THIS DAY AND TIME (1930)
from Chapter Three
As she lay beside Enoch [Ivy's son] on the pallet, huddled close to him for warmth, Ivy tried to stop thinking, but the old question was again hammering in her brain: “Why did Jim leave me? Oh, Lord God, why did he do me that-a-way?”
Her childhood came back to her, the cabin, far from any others, in Rocky Hollow where she had been born, the seventh of twelve—born when laurel was in flower, so that her mother had named her for the rosy cloud of bloom she had looked out on through the little window beside her bed; for the “ivy” that came each May to lighten the deep shadows of Rocky Hollow—ivy, the first thing her mother's tired eyes had rested upon after the granny-woman had lifted her head from lower down the bed. “Hit's a gal, Mis’ Buckles, another fine little gal!”
Ivy's thoughts dwelt softly on her mother, a kindly, dragged-out woman, often sick, but always struggling for a semblance of decency and order in the swarming cabin. Her mother would plant a few flower seeds every spring, zinnias or marigolds, touch-me-nots, and bleeding-hearts. “Seems like,” she could hear her mother saying, “flowers keeps a body from bein so lonesome.” Ivy could see her mother squatting beside the branch that tumbled down past the cabin, straightening her back from time to time, trying to get enough clean clothes together so that some of the children could go to Sunday-school two or three times at least in the course of the year.
Ivy remembered the daily squabbles; remembered a brother killed by a falling tree; a little sister burned to death, little Dee, left alone in the cabin and trying to start a fire as she had seen the older ones do, by pouring oil on the green wood. She could still hear the screams of little Dee, a sheet of flame, running frantically towards the field where the rest of them were dropping corn. She could see herself on one of the steep slopes that wedged in Rocky Hollow, grubbing sprouts on a piece of “new ground”; she could see a stranger passing up the hollow and all of them stopping, her father and mother too, resting on their hoes or mattocks, staring after the stranger to whom her father had called down a low half-hostile “Howdy.” Ivy could scarcely remember a time when she had not handled a hoe.

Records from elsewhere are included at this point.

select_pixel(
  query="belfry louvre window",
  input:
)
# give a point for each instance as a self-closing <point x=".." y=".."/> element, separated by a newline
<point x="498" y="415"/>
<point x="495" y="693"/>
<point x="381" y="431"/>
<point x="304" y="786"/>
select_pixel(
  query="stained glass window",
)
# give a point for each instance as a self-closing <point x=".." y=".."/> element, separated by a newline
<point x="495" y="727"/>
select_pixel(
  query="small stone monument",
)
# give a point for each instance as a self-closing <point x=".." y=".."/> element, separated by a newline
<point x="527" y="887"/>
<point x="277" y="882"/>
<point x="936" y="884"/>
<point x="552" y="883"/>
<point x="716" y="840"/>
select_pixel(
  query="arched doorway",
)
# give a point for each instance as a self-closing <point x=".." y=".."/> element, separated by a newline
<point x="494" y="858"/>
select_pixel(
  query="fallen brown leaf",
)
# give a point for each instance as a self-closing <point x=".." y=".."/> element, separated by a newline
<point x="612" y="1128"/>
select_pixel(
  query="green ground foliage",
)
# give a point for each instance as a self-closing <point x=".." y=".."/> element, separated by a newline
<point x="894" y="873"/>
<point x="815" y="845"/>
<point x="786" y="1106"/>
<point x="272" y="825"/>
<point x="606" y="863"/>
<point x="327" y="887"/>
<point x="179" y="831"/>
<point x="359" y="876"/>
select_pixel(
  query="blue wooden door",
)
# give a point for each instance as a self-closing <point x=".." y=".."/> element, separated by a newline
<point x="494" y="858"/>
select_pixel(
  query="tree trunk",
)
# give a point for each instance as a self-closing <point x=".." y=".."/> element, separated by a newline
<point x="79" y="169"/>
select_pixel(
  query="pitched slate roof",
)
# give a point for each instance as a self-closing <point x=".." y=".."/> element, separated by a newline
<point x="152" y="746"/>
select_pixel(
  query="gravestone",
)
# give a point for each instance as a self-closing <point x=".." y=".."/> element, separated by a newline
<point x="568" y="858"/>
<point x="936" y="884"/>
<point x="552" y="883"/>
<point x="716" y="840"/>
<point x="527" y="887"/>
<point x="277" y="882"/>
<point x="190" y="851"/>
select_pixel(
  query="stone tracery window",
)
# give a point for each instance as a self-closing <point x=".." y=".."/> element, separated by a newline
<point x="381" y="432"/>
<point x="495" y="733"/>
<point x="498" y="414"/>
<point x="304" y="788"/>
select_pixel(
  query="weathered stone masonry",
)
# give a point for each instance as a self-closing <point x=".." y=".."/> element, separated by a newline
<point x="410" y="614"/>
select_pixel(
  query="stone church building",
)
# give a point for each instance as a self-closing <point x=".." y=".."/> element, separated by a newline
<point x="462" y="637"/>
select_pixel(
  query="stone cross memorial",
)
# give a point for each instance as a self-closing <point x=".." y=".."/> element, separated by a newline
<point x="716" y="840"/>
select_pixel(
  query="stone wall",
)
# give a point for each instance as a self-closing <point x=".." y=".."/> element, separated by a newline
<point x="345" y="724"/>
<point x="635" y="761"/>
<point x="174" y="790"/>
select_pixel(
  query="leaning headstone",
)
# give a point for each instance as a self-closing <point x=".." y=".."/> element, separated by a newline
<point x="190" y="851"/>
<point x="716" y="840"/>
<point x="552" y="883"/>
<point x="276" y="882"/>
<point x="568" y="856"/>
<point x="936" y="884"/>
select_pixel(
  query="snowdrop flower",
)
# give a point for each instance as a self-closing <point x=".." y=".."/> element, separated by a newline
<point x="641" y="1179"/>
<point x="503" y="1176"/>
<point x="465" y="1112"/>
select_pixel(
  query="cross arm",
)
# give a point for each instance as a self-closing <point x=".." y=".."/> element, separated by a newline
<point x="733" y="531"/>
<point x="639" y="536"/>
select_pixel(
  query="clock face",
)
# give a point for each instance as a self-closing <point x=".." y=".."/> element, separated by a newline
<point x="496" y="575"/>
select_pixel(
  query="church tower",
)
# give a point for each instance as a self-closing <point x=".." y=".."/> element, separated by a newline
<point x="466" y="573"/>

There were moments of delight Ivy remembered of her childhood; the time she had uncovered the pheasant's nest in the leaves; the little terrapin she had made a pet of; the Indian arrow-heads she had turned up with her hoe; times she had played house under a great sycamore that overspread the log spring-house, with acorn-cups for dishes, with tufts of moss, bits of broken crockery. Her childhood, when she thought of it, did not seem to her to have been an unhappy one. Her father, if high-tempered, had not been brutal, or only occasionally, when he was drunk and might beat her mother or kick one of the boys. There had been the fun of going up on the mountain every summer for huckleberries—the whole troop of them, and other families too—the fun of going down the river each spring to the sugar-orchard, sleeping in the sheds left there from year to year among the sugar-maples.
Then her mother had died, leaving her, the oldest girl at home, to mother the family till her father had married again, within the year. Then, in the spring that followed, back at the sugar-orchard, all of them helping make sugar and syrup again, and people coming to trade with her father for the thin sappy syrup, carrying it away in the buckets they had brought.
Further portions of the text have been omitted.